Kenan kendisine yol gösteren kıza gülümseyip içeri girdi. Selamlaşıp kafaları tokuşturdular.
- Hoş geldin, Kenan ağa. Ne içersin.
- Bir kahve alırım.
Rüzgar gözlerini tamam der gibi onayladı ve masasındaki telefondan mutfağı arayıp 2 kahve söyledi.
- Rüzgar, dışarıda geçen sana yönlendireceğim dediğim bir arkadaş var, şirketindeki boşluğu doldurmak için, eğer kararından vazgeçmediysen içeri gelsin.
- Yok yok vazgeçmedim, yeni departman açtım, gelsin tabi niye dışarıda.
Kenan telefonunu alıp o kişiyi aradı. Çocuk, içeri girince ciddiyetiyle selam verip Rüzgar ile el sıkıştı. Takım elbisesi içinde oldukça resmi duran beyefendiyi bir yerden tanıdığını düşündü. Evet, birkaç kez görmüştü arkadaşı Rüzgar.
- Ben sizi tanıyorum, siz Murat ile Kubilay'ın arkadaşısınız. Geçen nikahta da görmüştüm.
- Evet Rüzgar Bey. Ben Kadir Yılmaz. 24 yaşındayım. mimarım. Kenan amcam haber edince geleyim dedim.
- Tamam kardeşim, AR-GE departmanında başlatalım seni, ee, bir arkadaş daha var orada beraber proje yürütüp kendi ekibinizi kurun. Şuan sistemde bir proje başlatıldı ben arkadaşı çağırayım o size odayı binayı tanıtsın.
Telefondan Zehra'nın odasındaki telefonu çaldırdı.
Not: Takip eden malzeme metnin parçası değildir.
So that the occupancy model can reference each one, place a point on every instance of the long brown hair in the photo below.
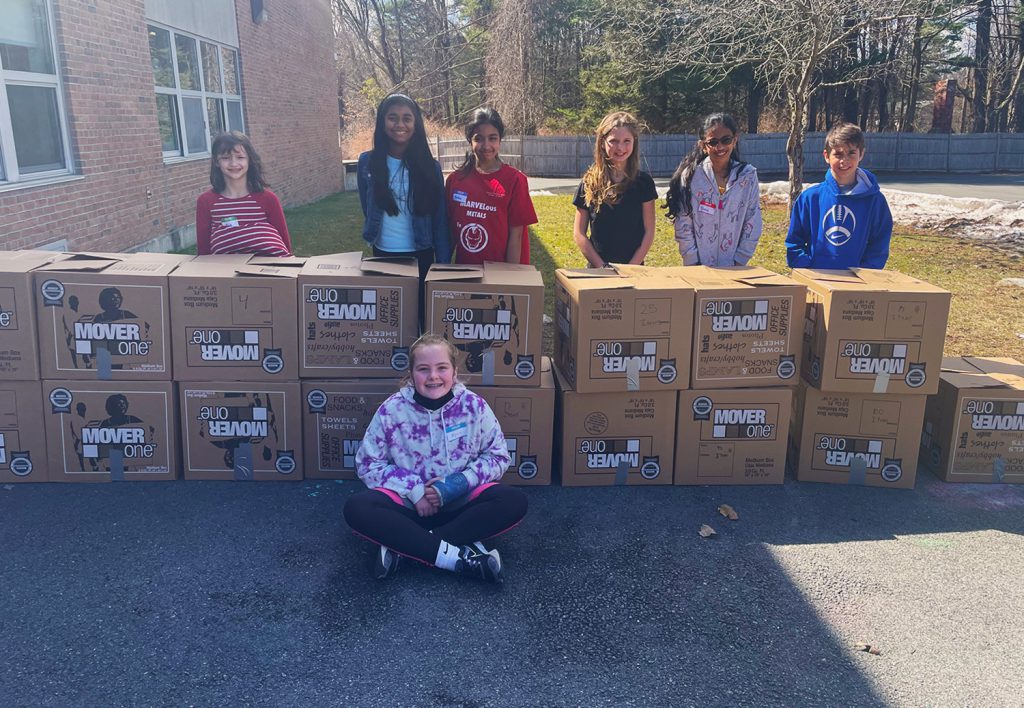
(597, 183)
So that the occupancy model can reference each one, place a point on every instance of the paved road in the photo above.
(255, 593)
(1008, 188)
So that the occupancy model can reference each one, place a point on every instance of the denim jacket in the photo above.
(428, 232)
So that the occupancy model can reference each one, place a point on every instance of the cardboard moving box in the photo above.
(104, 317)
(857, 439)
(872, 331)
(335, 416)
(974, 426)
(233, 319)
(111, 430)
(733, 436)
(493, 315)
(18, 342)
(241, 430)
(527, 419)
(357, 316)
(23, 439)
(627, 328)
(609, 439)
(745, 328)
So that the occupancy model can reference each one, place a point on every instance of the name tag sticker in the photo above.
(454, 432)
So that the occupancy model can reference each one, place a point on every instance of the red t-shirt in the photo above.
(482, 208)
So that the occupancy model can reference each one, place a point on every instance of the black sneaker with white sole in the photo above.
(481, 565)
(385, 563)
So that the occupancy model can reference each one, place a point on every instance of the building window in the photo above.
(198, 91)
(33, 129)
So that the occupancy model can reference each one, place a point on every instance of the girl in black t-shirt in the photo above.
(615, 200)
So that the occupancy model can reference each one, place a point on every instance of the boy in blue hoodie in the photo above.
(844, 221)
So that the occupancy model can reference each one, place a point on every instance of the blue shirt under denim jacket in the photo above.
(428, 232)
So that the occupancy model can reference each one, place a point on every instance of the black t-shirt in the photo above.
(616, 231)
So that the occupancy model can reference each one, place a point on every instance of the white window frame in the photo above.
(8, 158)
(179, 93)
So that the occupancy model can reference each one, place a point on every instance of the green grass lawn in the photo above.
(986, 319)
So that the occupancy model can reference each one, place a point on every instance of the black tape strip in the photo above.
(623, 473)
(858, 471)
(103, 363)
(117, 464)
(244, 462)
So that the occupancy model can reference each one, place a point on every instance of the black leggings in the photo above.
(377, 516)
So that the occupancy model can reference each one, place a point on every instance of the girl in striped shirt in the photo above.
(239, 214)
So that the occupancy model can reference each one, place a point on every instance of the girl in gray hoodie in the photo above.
(714, 199)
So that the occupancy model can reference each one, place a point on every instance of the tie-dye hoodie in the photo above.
(407, 446)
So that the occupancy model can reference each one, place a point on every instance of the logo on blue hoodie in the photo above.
(839, 224)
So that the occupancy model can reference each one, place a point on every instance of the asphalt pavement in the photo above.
(255, 593)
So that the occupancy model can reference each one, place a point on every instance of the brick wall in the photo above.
(127, 196)
(291, 97)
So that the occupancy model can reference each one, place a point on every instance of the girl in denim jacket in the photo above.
(714, 199)
(401, 191)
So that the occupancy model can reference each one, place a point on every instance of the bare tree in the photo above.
(788, 43)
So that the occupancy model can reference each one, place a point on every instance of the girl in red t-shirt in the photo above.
(488, 203)
(239, 214)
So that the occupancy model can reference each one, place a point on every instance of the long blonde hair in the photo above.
(597, 183)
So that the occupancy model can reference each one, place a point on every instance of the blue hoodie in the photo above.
(833, 231)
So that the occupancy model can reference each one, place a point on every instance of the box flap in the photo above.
(83, 262)
(454, 272)
(407, 267)
(274, 261)
(267, 271)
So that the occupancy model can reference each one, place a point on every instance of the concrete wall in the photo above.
(570, 156)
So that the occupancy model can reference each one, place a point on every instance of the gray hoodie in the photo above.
(721, 231)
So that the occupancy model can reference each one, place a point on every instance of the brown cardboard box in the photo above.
(335, 416)
(872, 331)
(745, 328)
(859, 439)
(111, 430)
(104, 317)
(627, 328)
(493, 315)
(233, 319)
(733, 436)
(23, 439)
(18, 343)
(974, 426)
(357, 316)
(626, 438)
(241, 430)
(527, 419)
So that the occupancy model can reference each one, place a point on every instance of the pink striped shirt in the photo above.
(254, 223)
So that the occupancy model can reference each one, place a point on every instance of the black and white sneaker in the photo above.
(481, 565)
(385, 563)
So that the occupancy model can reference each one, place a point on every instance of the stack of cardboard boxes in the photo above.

- Canım odama gelir misin?
Birkaç saniye sonra Zehra kapıdan içeri girince, Kadir, bu kızın geçen gün dans ettiği kız olduğunu hatırladı. Burada mı çalışıyormuş? Diye düşünürken kendisine bakan kızı son anda fark ettim selam verdi.
ŞİMDİ OKUDUĞUN
Deniz ( FİNAL)
Genç Kurgu~KÜÇÜK BİR DENİZ KIZI HİKAYESİ ~ Başını yana yatırıp kollarını açtı. Parmak uçlarında, kesimlerde, her bir zerresinde efil efil esen rüzgarın huzurunu hissetti. Başını kaldırdı ve ellerini aşağı indirdi. Ayaklarında, ellerinde, her bir zerresind...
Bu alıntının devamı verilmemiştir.